“Now, my little folks,” said the king, “I want to ask you some ques-tions, and the child who gives the best answer shall have a prize.”
Then he held up an orange so that all the children could see.
“You know that we all live in the king-dom of Prussia,” he said; “but tell me, to what king-dom does this orange belong?”
The children were puz-zled. They looked at one another, and sat very still for a little while. Then a brave, bright boy spoke up and said,—
“It belongs to the veg-e-ta-ble kingdom, sir.”
“Why so, my lad?” asked the king.
“It is the fruit of a plant, and all plants belong to that kingdom,” said the boy.
The king was pleased. “You are quite right,” he said; “and you shall have the orange for your prize.”
He tossed it gayly to the boy. “Catch it if you can!” he said.
Then he took a yellow gold piece from his pocket, and held it up so that it glit-tered in the sunlight.
“Now to what kingdom does this belong?” he asked.
Another bright boy answered quick-ly, “To the min-er-al kingdom, sir! All metals belong to that kingdom.”
“That is a good answer,” said the king. “The gold piece is your prize.”
The children were de-light-ed.

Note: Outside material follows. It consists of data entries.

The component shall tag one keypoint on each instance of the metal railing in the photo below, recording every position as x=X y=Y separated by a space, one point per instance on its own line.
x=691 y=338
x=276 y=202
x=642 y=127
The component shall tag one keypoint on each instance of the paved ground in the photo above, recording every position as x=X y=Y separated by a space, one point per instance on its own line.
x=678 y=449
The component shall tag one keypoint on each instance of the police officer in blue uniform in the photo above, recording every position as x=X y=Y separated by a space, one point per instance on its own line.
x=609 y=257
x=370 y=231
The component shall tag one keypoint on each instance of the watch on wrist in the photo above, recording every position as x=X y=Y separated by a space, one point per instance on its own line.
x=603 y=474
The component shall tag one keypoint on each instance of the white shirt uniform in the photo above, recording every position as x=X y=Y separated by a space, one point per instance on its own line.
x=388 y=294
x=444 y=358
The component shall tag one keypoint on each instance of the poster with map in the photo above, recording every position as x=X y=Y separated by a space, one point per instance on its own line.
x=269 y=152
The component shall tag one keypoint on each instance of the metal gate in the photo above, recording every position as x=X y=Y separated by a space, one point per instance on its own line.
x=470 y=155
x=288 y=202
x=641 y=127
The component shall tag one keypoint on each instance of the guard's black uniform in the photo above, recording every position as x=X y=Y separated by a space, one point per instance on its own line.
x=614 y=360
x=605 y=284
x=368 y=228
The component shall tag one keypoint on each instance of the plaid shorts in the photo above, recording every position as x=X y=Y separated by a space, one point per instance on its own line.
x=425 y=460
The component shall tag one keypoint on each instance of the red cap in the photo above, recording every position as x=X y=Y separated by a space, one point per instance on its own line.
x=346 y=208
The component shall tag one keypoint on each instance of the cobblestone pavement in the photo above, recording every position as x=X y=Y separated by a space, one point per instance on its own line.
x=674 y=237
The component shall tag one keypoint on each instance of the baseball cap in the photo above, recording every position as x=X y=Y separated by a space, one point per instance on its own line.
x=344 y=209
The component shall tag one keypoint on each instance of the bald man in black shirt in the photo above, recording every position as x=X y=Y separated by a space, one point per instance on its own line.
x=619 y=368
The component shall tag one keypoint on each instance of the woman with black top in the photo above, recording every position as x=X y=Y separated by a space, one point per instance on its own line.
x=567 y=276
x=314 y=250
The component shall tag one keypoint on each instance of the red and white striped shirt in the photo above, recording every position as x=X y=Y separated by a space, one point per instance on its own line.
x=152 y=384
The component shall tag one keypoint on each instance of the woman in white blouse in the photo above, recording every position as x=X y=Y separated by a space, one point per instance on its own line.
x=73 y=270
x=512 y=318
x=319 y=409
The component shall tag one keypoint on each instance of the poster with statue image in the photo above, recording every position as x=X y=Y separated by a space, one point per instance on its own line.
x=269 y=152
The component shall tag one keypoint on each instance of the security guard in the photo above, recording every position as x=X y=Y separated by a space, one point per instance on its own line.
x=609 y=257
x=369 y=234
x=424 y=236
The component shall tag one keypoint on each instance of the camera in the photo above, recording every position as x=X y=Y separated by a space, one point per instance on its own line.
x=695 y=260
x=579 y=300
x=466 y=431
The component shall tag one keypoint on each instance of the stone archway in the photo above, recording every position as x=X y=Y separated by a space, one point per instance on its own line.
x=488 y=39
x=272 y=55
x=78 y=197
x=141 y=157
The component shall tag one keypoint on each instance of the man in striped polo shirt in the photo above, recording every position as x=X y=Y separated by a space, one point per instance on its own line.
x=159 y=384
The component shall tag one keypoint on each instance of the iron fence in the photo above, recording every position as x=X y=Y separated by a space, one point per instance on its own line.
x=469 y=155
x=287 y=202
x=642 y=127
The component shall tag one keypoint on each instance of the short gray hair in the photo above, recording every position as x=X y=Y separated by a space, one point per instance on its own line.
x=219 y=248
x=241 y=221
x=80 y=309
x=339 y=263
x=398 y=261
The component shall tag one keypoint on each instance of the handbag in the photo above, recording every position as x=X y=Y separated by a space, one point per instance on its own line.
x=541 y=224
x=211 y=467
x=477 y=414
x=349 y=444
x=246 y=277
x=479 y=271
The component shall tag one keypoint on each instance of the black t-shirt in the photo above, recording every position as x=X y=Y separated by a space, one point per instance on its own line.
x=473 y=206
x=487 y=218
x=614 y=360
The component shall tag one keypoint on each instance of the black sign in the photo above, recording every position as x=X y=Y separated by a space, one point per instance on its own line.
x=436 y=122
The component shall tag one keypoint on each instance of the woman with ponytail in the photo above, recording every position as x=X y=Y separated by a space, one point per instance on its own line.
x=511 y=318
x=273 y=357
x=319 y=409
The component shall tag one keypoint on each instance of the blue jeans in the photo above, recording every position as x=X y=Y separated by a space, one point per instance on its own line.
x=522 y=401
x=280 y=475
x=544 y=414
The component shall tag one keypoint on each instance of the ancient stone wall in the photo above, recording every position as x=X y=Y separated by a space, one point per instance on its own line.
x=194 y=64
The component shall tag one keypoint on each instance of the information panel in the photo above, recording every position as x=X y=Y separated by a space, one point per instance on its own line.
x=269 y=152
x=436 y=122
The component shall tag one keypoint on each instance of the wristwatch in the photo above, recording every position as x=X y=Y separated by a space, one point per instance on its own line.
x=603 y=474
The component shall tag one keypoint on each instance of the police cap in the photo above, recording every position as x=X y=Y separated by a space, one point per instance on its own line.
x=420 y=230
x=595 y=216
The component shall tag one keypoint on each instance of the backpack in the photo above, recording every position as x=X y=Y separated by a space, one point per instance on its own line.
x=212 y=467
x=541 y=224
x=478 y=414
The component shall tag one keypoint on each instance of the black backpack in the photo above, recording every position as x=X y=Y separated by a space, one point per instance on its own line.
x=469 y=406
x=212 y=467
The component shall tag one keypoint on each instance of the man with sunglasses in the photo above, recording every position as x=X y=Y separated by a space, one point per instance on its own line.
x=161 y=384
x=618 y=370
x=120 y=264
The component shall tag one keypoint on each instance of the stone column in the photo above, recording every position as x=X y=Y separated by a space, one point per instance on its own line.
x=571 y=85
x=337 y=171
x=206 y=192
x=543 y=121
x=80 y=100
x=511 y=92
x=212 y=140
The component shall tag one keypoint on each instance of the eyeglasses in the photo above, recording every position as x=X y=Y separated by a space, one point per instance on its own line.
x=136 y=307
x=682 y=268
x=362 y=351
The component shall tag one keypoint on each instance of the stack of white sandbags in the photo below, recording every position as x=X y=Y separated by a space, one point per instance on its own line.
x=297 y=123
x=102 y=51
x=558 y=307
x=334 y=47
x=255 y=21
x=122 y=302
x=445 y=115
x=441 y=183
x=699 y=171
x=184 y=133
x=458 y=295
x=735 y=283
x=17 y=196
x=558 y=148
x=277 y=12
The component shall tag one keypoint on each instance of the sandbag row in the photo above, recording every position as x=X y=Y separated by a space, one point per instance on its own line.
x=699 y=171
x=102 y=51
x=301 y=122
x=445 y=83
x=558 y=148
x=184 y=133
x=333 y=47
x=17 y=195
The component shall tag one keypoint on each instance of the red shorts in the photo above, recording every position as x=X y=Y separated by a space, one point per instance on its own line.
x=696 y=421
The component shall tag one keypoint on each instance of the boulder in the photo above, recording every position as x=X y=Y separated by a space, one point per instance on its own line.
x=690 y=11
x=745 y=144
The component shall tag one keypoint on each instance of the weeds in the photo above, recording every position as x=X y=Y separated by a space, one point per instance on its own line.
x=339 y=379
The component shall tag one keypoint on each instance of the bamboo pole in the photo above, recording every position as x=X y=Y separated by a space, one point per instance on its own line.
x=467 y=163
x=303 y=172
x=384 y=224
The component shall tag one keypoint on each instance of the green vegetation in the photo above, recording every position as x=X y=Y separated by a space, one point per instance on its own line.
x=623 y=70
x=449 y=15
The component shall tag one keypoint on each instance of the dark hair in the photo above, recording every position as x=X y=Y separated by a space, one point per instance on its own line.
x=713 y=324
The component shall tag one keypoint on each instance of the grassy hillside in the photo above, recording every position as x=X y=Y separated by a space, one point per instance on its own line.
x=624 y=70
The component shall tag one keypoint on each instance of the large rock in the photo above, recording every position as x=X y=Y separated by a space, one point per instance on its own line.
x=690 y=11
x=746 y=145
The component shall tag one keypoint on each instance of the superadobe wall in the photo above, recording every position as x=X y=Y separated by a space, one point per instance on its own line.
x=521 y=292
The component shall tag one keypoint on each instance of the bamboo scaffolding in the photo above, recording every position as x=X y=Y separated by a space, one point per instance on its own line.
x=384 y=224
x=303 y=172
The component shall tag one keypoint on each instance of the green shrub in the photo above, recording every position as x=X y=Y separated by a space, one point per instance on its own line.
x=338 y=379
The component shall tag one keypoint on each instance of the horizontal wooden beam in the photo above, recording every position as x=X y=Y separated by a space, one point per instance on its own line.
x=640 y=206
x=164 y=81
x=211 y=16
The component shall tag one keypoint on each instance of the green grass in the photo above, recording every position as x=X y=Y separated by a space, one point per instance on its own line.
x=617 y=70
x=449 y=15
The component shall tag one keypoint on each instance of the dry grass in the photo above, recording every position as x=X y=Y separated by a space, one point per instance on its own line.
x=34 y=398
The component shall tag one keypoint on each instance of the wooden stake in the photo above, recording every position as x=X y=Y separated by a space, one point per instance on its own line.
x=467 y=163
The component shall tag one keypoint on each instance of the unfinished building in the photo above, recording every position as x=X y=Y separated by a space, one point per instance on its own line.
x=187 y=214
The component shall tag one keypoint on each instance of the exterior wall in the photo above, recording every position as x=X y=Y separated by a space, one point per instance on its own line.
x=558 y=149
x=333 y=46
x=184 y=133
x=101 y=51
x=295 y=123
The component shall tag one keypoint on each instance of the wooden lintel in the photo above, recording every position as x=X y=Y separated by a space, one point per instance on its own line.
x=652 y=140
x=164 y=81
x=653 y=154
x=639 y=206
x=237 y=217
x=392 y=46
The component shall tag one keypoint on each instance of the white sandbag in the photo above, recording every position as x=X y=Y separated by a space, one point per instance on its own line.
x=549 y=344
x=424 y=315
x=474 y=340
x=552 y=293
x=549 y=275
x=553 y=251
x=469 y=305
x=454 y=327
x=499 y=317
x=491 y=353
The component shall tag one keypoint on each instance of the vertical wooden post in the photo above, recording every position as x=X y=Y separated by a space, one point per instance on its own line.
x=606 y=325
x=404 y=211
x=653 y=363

With eager faces they waited to hear what the stranger would say next.
“I will ask you only one more question,” said the king, “and it is an easy one.” Then he stood up, and said, “Tell me, my little folks, to what kingdom do I belong?”
The bright boys were puz-zled now. Some thought of saying, “To the kingdom of Prussia.” Some wanted to say, “To the animal kingdom.” But they were a little afraid, and all kept still.
At last a tiny blue-eyed child looked up into the king’s smiling face, and said in her simple way,—
“I think to the kingdom of heaven.”
King Frederick William stooped down and lifted the little maiden in his arms. Tears were in his eyes as he kissed her, and said, “So be it, my child! So be it.”
THE BARMECIDE FEAST.
There was once a rich old man who was called the Bar-me-cide. He lived in a beautiful palace in the midst of flowery gardens. He had every-thing that heart could wish.
In the same land there was a poor man whose name was Schac-a-bac. His clothing was rags, and his food was the scraps which other people had thrown away. But he had a light heart, and was as happy as a king.
Once when Schac-a-bac had not had anything to eat for a long time, he thought that he would go and ask the Bar-me-cide to help him.
The servant at the door said, “Come in and talk with our master. He will not send you away hungry.”
Schacabac went in, and passed through many beautiful rooms, looking for the Barmecide. At last he came to a grand hall where there were soft carpets on the floor, and fine pictures on the walls, and pleasant couches to lie down upon.